As always, attracting private capital will require the right expected return, the right investment structures, and investor trust in the fairness of regulation and the enforceability of long term contracts. The greatest need for infrastructure will be in developing nations, but the political and governance issues will be particularly challenging in those geographies.
When it comes to infrastructure, Leo de Bever knows what he's talking about. In 2010, the godfather of infrastructure expressed serious concerns on the asset class but he's absolutely right in his recommendations and insights in this report.

Back in 2004, after I helped Derek Murphy on his board presentation on setting up PSP's private equity investments, I helped Bruno Guilmette with his board presentation on setting up PSP's infrastructure investments. I remember looking at the FTSE Infrastructure Index but there was no question whatsoever that unlisted infrastructure offered tremendous opportunities above and beyond what listed infrastructure investments offer over a long investment horizon with no stock market beta.

Are there risks investing in unlisted infrastructure?

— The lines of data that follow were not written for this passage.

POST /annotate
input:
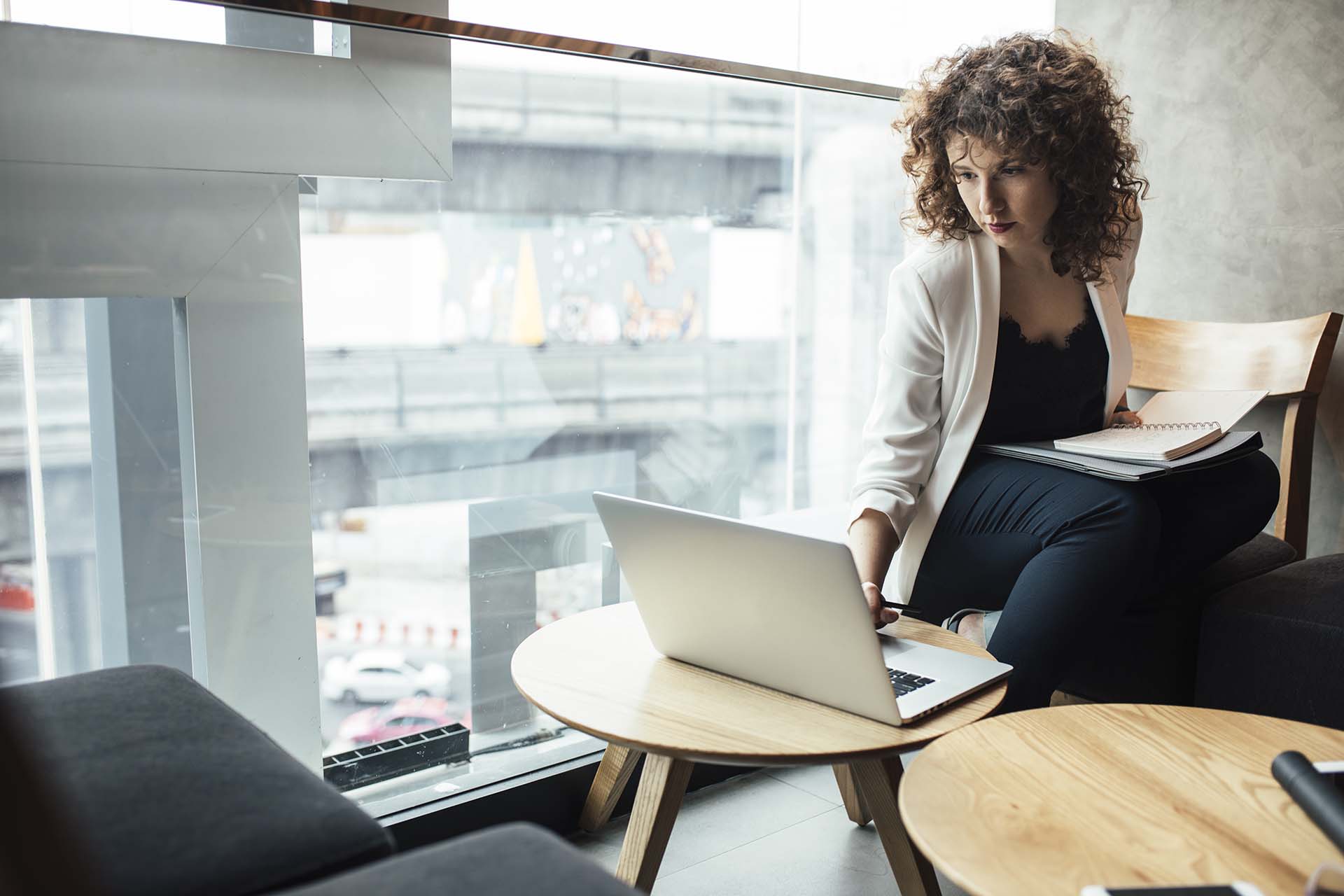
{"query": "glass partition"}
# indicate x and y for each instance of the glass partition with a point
(643, 281)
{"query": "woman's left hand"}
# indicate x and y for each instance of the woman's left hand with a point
(1126, 418)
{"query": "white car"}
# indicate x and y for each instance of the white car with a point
(378, 676)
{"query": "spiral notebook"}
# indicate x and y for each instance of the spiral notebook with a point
(1174, 425)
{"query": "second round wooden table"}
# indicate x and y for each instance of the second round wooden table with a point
(600, 673)
(1047, 801)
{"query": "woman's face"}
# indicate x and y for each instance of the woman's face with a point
(1007, 197)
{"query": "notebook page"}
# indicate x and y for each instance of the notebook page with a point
(1224, 407)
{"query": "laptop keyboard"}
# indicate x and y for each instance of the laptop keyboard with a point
(906, 682)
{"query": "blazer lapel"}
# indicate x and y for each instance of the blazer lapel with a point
(984, 254)
(1107, 305)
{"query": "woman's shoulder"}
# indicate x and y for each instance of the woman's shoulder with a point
(939, 266)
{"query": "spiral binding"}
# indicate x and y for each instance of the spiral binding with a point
(1202, 425)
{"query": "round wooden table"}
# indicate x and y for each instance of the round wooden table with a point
(600, 673)
(1130, 796)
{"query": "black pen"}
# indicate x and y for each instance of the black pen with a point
(906, 610)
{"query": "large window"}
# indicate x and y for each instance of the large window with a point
(643, 281)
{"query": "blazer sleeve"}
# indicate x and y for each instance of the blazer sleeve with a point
(902, 433)
(1126, 266)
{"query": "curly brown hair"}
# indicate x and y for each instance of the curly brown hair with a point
(1042, 97)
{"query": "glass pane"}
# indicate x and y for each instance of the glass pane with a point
(615, 293)
(78, 589)
(188, 22)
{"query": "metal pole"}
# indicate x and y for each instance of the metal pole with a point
(414, 23)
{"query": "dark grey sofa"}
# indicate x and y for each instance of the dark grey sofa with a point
(147, 783)
(1275, 645)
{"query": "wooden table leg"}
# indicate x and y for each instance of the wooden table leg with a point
(850, 794)
(878, 780)
(608, 785)
(656, 804)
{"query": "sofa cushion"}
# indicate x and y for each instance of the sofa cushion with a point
(1275, 645)
(167, 790)
(1256, 558)
(1149, 654)
(504, 860)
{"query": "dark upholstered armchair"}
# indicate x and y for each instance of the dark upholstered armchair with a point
(140, 780)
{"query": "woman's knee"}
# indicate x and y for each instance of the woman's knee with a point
(1262, 485)
(1129, 517)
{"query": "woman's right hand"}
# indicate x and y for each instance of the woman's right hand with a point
(881, 615)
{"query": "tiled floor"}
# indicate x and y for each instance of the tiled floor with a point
(774, 832)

Of course, there are regulatory risks, currency risks, illiquidity risks and bubble risks which are magnified when every large global pension and sovereign wealth fund is looking to invest in infrastructure projects.

But it's simply mind-boggling that a giant pension fund like Norway's GPFG which doesn't have liquidity constraints and already has too much beta in its portfolio (like Japan's GPIF) wouldn't develop its unlisted infrastructure investments. Its senior managers also need to talk to OMERS, the Caisse, Ontario Teachers, PSP, CPPIB, and others on how to go about doing this in an efficient and risk-averse way where they don't get whacked on pricing or experience regulatory risks.

Having said this, I wouldn't chuck listed infrastructure out of the equation. There are great infrastructure companies in public markets well worth investing in. I would mix it up but keep the long-term focus on direct investments in unlisted infrastructure and I would use the FTSE Infrastructure Index and a spread to benchmark those unlisted infrastructure investments (I know the FTSE Infrastructure Index is far from perfect which is why many funds use a mix of stocks and bonds as their benchmark for infrastructure and adjust it for illiquidity and leverage).

I'm a stickler for solid benchmarks that properly reflect the risks of underlying investments at each and every investment portfolio of a pension fund, especially those governing private markets where leverage and illiquidity risks are present. Benchmarks are the key to understanding whether compensation adequately reflects the risks senior managers take to beat them. This was not discussed in the report.

Below, learn about the history, objective and management of Norway's Government Pension Fund Global (the Norwegian sovereign wealth fund), one of the world’s largest funds.

It's a great fund with top governance standards, stressing transparency and openness but it needs to evolve and diversify away from public markets and this will present new challenges to this global powerhouse. The same thing goes for Japan's GPIF which unfortunately lacks the governance that Norway has established.